Children and Youth

The Caring Coins have been reminders of caring and connection giving hope to many over the years. These are but a few of the testimonials…

I MATTER, YOU MATTER: Let’s Start the Conversation was designed to start the conversation that each person matters. A positive approach to bullying, it was the result of brainstorming with over 720 students about ways to open the door to conversation about caring and respect for self and each other. The students themselves came up with the questions which they felt could improve communications with kids, faculty, with family members and others to share about themselves, each other, their dreams and how they can make a difference in our world. The I MATTER, YOU MATTER: Let’s Start the Conversation Program has been implemented in many schools throughout Vermont, the country and some around the world.

Abby’s Story about bullying and how she shared “I matter, You matter, Let’s Start the Conversation” at her school illustrates how it worked:

Hello! My name is Abby and I’m currently about to finish my junior year at Thetford Academy. I am sharing my story and YANAF’s I Matter, You Matter “Let’s Start the Conversation” Program to help fight against bullying and the feeling of being alone.

I first heard about The You Are Never Alone Foundation my sophomore year of high school when I was chosen to go to the HOBY VT leadership conference. During this conference a number of guest speakers spoke about their organizations and inspiring messages. Out of all of the speakers, one stood out in particular: Salley Gibney of the You Are Never Alone Foundation, who spoke about YANAF’s “You are never alone” and “I Matter, You Matter” messages and their “Let’s Start the Conversation” Program as a positive approach to bullying.*

*I could easily relate to the YANAF messages...

…because throughout middle school I was bullied, and I always felt alone. I did not have friends to turn to or anyone to get help from at my school. This feeling of being alone, out of all of the things that happened, was the hardest part of my situation. Just one person could have made such a difference.

I contacted Salley Gibney of YANAF and told her that I would like to share the Let’s Start the Conversation Program and the Caring Coins with my swim team Since the age of 9, I have swam for the Upper Valley Aquatic Club, practicing every day for up to 4 hours and competing just about every weekend across New England. Swimming has always been a huge part of my life and I have met some of the most amazing people who have always been there for me no matter what.

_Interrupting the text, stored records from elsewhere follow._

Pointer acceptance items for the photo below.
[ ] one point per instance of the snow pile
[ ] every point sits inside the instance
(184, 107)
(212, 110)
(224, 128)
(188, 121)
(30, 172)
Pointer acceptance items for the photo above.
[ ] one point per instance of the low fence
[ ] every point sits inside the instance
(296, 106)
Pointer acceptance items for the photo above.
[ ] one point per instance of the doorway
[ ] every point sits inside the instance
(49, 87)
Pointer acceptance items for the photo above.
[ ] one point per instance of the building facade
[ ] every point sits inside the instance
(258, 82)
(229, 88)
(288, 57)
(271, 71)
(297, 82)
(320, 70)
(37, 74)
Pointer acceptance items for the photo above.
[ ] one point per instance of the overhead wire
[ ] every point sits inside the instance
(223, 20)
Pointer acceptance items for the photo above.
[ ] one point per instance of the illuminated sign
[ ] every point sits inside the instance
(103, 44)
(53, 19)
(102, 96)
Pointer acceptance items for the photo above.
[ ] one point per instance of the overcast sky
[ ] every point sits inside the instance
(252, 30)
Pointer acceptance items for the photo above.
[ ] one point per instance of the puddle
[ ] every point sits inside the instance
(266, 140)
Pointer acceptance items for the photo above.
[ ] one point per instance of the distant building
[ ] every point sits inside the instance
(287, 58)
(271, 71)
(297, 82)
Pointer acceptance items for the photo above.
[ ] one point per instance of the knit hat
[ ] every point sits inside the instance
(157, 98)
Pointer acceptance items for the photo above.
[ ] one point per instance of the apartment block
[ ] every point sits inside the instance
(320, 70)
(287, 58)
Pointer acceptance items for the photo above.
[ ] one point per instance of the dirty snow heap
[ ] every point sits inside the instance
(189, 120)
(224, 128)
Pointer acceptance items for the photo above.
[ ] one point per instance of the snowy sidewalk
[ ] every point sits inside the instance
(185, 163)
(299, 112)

Let’s Start the Conversation enabled me to share my own experiences with being bullied and discuss what it was like to be alone ad have nobody support you. I explained to them what YANAF and the Caring Coins mean to me. The response was amazing. Everyone loved YANAF’s message and the Caring Coins. We all put the coins on our swim bags along with our little mementos from swim meets. I heard so much positive feedback on what the presentation meant to people and how they were taking it back to their schools and sharing the second coin with other classmates.

Ever since I gave my presentation to my swim team and saw the difference it made, I looked for ways to do it again, but had no idea of where to start. It wasn’t until my English teacher talked to me about an essay I wrote and suggested I give a presentation to the class that I found a way to share my story again.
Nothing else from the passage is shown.